In many ways, you can consider Hemingway a journalist in the way he creates stories from practical, first-hand experience.
This has caused Hemingway’s writing style to be distinct and notable for its use of dialogue, which is often spare and elliptical, and for its use of the iceberg theory, which suggests that a writer should only show the tip of the iceberg of a character’s thoughts and emotions, leaving the reader to infer the rest.
Another key feature of Hemingway’s writing style is his use of repetition and parallelism. He often repeats key phrases or sentences throughout a story, creating a sense of rhythm and symmetry that reinforces the story’s themes and motifs.
His stories are also notable for their use of symbolism, with objects and events often standing in for deeper themes and ideas.
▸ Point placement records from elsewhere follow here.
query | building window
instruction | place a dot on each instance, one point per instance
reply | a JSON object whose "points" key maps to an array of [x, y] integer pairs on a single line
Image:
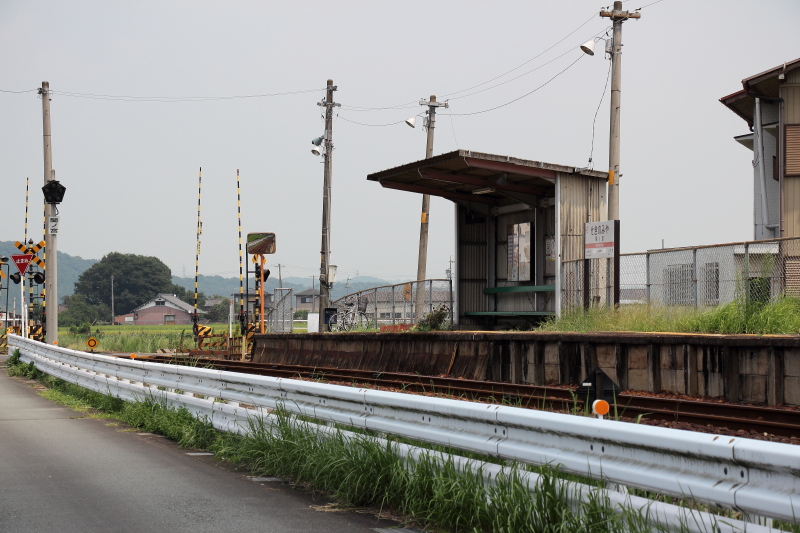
{"points": [[711, 284], [679, 284]]}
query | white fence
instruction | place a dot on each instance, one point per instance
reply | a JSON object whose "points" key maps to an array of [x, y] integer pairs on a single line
{"points": [[758, 478]]}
This use of symbolism is something he shares with his contemporaries – for example, F. Scott Fitzgerald – who use symbolism as a way of defining characters and central themes within a story.
Although Hemingway was great friends with modernist writers like James Joyce and Gertrude Stein, it is difficult to classify him as a writer who fits within this movement. Hemingway created a completely new style, one that has persisted and inspired countless writers worldwide.
In short, Ernest Hemingway is one of the most important writers of the 20th century. His short stories are a fantastic starting point for students of literature, one that can inspire them to move on to other authors with more complex writing styles.
The 8 short stories we have selected for our list are all perfect places to start, and each of them is accessible for students around the high-school level of reading and writing.
We hope that this guide has helped you to choose the best short story to start with and that you’re now more confident about how to teach Ernest Hemingway. If you have any questions, keep reading for our short FAQ section.
Frequently Asked Questions
Hemingway is considered an important writer for his contributions to the modernist movement in literature, as well as his sparse, economical writing style and his vivid character profiles.
His stories often explore important themes, and his experiences of some of the worst that the 20th century had to offer have made his works a time capsule for those who want to know more about the time period.
The iceberg theory is the idea that a character’s thoughts and emotions should be inferred rather than explicitly stated. This is a common theory and many writers choose to use this to make their work more complex and interesting.